The Buddha’s reply was unique.

He said, “You shouldn’t follow my authority. It’s good to be skeptical. It’s good to doubt, to be uncertain; uncertainty has arisen in you about what is doubtful. Don’t believe things just because you’ve heard them from rumors or from authority figures or scriptures. Even if something has been repeated for generations, that doesn’t mean we shouldn’t challenge it. We should challenge everything. You should even challenge what I tell you. But challenge your own preconceptions too.

You didn’t need a religious teacher to come tell you that greed, hatred and delusion are bad. Your common sense agrees with that. You didn’t need a religious teacher to come and tell you that compassion and mindfulness are good. Your common sense agrees with that too.

I have only really come to teach skillful means, methods to deal with the suffering that pervades our lives. If my teachings are right, then the truth is within you already. Other teachings may be dogmatic and strict. Mine is not. I only teach suggestions for dealing with suffering.”

This is an important message in my opinion. I have a natural inclination to both be skeptical and to challenge authority. Unlike many other religious teachers, that is actually what the Buddha suggests to us. He had studied with several religious teachers in his time and he had decided that religion was not for him. He didn’t see the religions that he encountered as viable paths to spiritual truth or happiness. So, he created his own path.
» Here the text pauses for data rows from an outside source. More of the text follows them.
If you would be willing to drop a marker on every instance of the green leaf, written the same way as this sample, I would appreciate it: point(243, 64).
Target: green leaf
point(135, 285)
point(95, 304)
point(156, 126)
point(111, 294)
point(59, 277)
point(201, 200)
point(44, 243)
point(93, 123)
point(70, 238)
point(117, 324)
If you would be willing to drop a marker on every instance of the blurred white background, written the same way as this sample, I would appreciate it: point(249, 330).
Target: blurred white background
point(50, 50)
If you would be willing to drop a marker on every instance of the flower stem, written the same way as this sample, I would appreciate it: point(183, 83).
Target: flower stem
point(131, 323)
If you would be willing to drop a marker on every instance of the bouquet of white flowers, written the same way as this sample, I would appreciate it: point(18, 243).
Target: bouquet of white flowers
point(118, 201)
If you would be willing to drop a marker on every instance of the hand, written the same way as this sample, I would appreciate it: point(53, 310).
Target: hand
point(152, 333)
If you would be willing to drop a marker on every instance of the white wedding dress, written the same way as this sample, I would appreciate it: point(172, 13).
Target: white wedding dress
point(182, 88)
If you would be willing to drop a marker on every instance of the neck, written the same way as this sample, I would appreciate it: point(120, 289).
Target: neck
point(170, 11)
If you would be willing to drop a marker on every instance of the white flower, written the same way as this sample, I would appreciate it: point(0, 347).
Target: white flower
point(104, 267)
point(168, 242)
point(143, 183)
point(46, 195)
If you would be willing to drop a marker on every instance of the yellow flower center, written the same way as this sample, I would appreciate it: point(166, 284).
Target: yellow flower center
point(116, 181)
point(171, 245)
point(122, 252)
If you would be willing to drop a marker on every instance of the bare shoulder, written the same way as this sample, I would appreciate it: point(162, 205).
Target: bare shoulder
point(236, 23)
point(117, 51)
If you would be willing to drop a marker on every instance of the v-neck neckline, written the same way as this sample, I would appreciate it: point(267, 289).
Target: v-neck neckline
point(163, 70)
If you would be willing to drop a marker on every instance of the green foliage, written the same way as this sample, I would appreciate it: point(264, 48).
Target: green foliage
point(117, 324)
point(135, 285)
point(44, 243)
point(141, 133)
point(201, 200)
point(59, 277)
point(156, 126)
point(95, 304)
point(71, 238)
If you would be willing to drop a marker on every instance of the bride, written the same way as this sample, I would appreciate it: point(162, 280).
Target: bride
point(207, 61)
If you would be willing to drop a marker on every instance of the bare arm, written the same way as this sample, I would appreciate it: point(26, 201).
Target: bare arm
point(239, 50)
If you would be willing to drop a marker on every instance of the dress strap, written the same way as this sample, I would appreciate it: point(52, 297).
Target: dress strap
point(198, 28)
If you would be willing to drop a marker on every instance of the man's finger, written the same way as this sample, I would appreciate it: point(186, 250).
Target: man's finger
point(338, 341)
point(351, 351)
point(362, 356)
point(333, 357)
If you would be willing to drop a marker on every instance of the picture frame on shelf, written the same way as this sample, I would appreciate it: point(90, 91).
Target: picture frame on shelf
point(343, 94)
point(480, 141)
In my opinion, he wasn’t trying to start a religion at all, he was just providing an example for us to follow, more of a way of life than a religion. His teachings weren’t given the label ‘religion’ until hundreds of years later.


Kalama Sutra for kids part one.

I’ve written my own version of the Kalama sutra to teach to the children at Dharma school. This is part one of a two part series that will end in my commentary. 

1. The Buddha traveled to a town of people called the Kalamas. The Kalamas were excited about his visit. They had heard the tales of his Enlightenment and his great teachings.

2. The Kalamas went to where the Buddha was camping. Some of them bowed, some saluted, and some simply sat down before him.

3. One of the Kalamas said, “There are many teachers who have come to visit us. They tell us their teachings and they tell us that the teachings of others are bad. This happens over and over, with each new teacher telling us that the other teachings we’ve learned are bad. How do we know who is telling us the truth? How do we know if you are?

4. The Buddha said, “Doubting is good. Do not believe something just because you’ve heard it a lot, or because it’s an old teaching, or because it’s in a book, or because it’s what a seemingly wise person tells you. When you yourselves can tell, ‘These things are not helpful. These things seem harmful,’ abandon them. Don’t accept teachings that don’t agree with your common sense.

5. “Does greed cause harm?” the Buddha asked. The Kalamas said, “Yes.” “Greed can cause us to take life, steal, and tell lies. And to tell others to do the same. This is very harmful.”

6. “Does hate cause harm?” “Yes” “Being given to hate can cause us to take life, steal, tell lies, and cause others to do the same. This is harmful.

7. “Does delusion cause harm?” “Yes” “Being given to delusion can cause us to take life, steal, and tell lies, and to cause others to do the same. This is harmful.”

8. “Are these things bad?” “Yes.”

9. “There fore, we know this. Do not go upon what has been acquired by repeated hearing, tradition, rumor, scripture, or another’s seeming ability. The truth is that we know the difference between right and wrong. Someone doesn’t need to tell us. If any teaching leads to harm, you should abandon it.”

10. “When things are good, we know they are good.”